Resilience Science and Analytics for Ocean Resource Management

Margaret Kurth, United States and Igor Linkov, US Army Engineer Research and Development Center, Concord, MA, United States
Abstract:
In light of the systemic threat that climate changes poses to ocean health and ecosystem service provision, science and policy are converging on resilience as an overarching objective of management action. Generating actionable information for management to support a resilience objective must be based in the complex physical realities of ocean and coastal systems including their capacity to resist change, thresholds for stress, and shifting regime states and, at the same time, on the capacity of dependent communities to plan and prepare, absorb, recover from and adapt to stressors. In general though, resilience-oriented decision making has not been sufficiently supported by theory and science; specific applications require specific frameworks and analytics.

This presentation will review methodologies of resilience assessment developed by the Risk and Decision Science team of the U.S. Army Corps of Engineering Research and Development Center, which are ripe for customization to a variety of natural resource contexts. The first, a decision analytical approach, can support assessment across a set of system domains including physical, social, cognitive, and informational. Alternatively, a network science technique can be employed to model system functions under normal and disrupted scenarios. Both are designed to accommodate metrics that are tailored to particular resilience inquiries. Case study applications will be included to illustrate their utility.
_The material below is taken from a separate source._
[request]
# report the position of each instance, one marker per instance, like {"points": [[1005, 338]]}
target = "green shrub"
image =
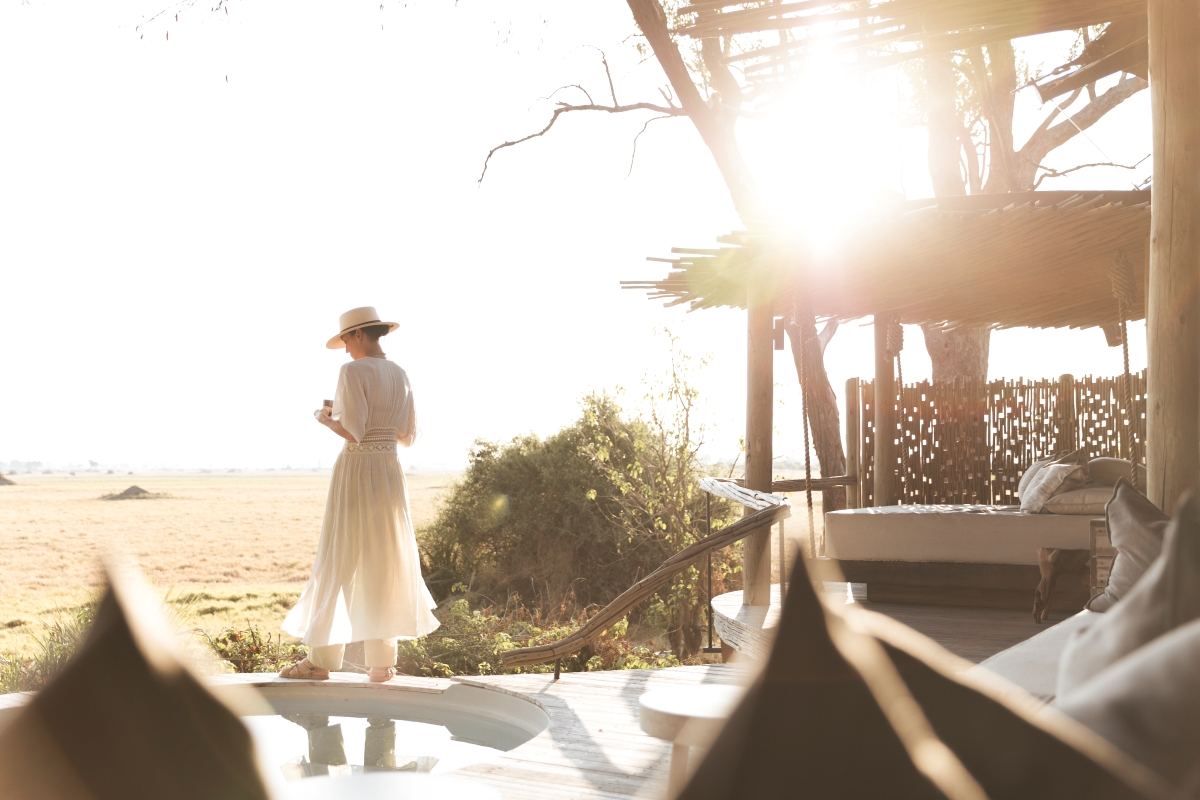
{"points": [[472, 642], [54, 648], [529, 518], [579, 517], [249, 650]]}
Ocean resource management decisions stem from best-available information about their implications for ecosystem health and the recipients of subsequent ecosystem goods and services, which is rife with complexity and uncertainty. Resilience analytics, paired with techniques such as adaptive management, can support decisions-making for oceans. Explicating coupled human-ocean systems into their relevant relationships and explicitly framing them as co-resilient can facilitate analytics and in turn, support decision-making.